Hyperbolic Large Language Models

TL;DR

This survey consolidates the burgeoning field of Hyperbolic LLMs (HypLLMs), arguing that negative-curvature geometry better captures hierarchical and tree-like structures common in language, graphs, and multimodal data. It introduces a four-category taxonomy (exp/log-based hybrids, hyperbolic fine-tuned models, fully hyperbolic LLMs, hyperbolic state-space models) and surveys mathematical foundations, optimization, benchmarks, and emerging applications. The work compiles representative models, performance trends on math and hierarchical reasoning tasks, and discusses practical challenges such as numerical stability, computational overhead, and hardware support, while proposing directions like mixture-of-curvature and unified benchmarks. It also highlights cross-domain applications in vision, multimodal learning, neuroscience, and biomedicine, illustrating hyperbolic geometry as a unifying paradigm for scalable hierarchical representation learning.

Abstract

Large language models (LLMs) have achieved remarkable success and demonstrated superior performance across various tasks, including natural language processing (NLP), weather forecasting, biological protein folding, text generation, and solving mathematical problems. However, many real-world data exhibit highly non-Euclidean latent hierarchical anatomy, such as protein networks, transportation networks, financial networks, brain networks, and linguistic structures or syntactic trees in natural languages. Effectively learning intrinsic semantic entailment and hierarchical relationships from these raw, unstructured input data using LLMs remains an underexplored area. Due to its effectiveness in modeling tree-like hierarchical structures, hyperbolic geometry -- a non-Euclidean space -- has rapidly gained popularity as an expressive latent representation space for complex data modeling across domains such as graphs, images, languages, and multi-modal data.
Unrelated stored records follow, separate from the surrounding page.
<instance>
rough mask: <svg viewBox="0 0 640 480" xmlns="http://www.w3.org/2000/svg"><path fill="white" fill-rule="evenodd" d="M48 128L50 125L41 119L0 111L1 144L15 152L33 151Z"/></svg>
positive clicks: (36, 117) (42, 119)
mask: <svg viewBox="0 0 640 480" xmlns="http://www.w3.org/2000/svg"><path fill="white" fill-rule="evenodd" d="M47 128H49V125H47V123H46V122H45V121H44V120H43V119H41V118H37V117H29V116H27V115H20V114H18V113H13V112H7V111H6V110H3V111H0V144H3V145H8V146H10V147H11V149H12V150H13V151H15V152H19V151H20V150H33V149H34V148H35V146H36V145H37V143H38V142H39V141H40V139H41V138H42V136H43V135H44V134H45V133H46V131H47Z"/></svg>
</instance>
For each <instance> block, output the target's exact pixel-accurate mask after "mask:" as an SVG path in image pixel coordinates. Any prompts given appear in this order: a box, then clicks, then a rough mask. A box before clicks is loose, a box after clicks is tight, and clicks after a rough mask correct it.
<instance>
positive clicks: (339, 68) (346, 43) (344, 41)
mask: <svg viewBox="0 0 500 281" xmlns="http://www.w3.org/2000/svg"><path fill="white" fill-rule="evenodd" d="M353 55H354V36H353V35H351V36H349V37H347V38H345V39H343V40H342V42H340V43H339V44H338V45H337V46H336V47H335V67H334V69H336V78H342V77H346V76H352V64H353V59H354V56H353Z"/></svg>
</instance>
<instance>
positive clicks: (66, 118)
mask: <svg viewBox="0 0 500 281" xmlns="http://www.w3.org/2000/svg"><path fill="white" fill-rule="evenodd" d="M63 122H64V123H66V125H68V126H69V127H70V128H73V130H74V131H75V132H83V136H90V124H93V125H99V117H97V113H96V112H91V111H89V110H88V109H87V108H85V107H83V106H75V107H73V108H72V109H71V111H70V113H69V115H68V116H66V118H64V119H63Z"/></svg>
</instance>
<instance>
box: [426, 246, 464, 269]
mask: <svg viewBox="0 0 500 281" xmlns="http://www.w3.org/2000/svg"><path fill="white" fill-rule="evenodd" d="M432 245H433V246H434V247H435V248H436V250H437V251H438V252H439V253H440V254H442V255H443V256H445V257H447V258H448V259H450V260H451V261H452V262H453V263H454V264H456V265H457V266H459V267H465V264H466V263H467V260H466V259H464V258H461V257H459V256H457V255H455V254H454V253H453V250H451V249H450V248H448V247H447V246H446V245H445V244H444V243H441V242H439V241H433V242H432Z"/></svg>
Here, we provide a comprehensive and contextual exposition of recent advancements in LLMs that leverage hyperbolic geometry as a representation space to enhance semantic representation learning and multi-scale reasoning. Specifically, the paper presents a taxonomy of the principal techniques of Hyperbolic LLMs (HypLLMs) in terms of four main categories: (1) hyperbolic LLMs through exp/log maps; (2) hyperbolic fine-tuned models; (3) fully hyperbolic LLMs, and (4) hyperbolic state-space models. We also explore crucial potential applications and outline future research directions. A repository of key papers, models, datasets, and code implementations is available at https://github.com/sarangp2402/Hyperbolic-LLM-Models.

Figures (7)

• Figure 1: Three commonly used representation spaces: Euclidean space, where traditional LLMs operate; spherical geometry, which constrains embeddings to bounded surfaces; and hyperbolic space, the basis of Hyperbolic LLMs, which naturally models hierarchical structures.
• Figure 1: Hybrid models use exponential/logarithmic mappings between Euclidean and hyperbolic spaces with options for Poincaré ball or Lorentz embeddings.
• Figure 1: Applications of hyperbolic large language models (HypLLMs) across different domains. Each bubble corresponds to a domain, with included HypLLMs and their corresponding authors.
• Figure 2: Illustration of the two primary hyperbolic representation models used in HypLLMs: the Lorentz model (top left) and the Poincaré ball model (right). The Lorentz model represents hyperbolic space on a single sheet of hyperboloid embedded in Minkowski space $\mathcal{L}_r^{n+1}$, offering closed-form geodesic computations and improved numerical stability. The lower oval shows Poincaré ball disk projection in space $\mathcal{B}_r^n$, this a conformal model where geodesics are circular arcs and points near the boundary encode fine-grained leaf-level hierarchy. These geometric representations provide the foundation for hierarchical embeddings in hyperbolic LLMs.
• Figure 2: Fine-tuned approaches adapt frozen pre-trained models with hyperbolic adapters using curvature-constrained updates.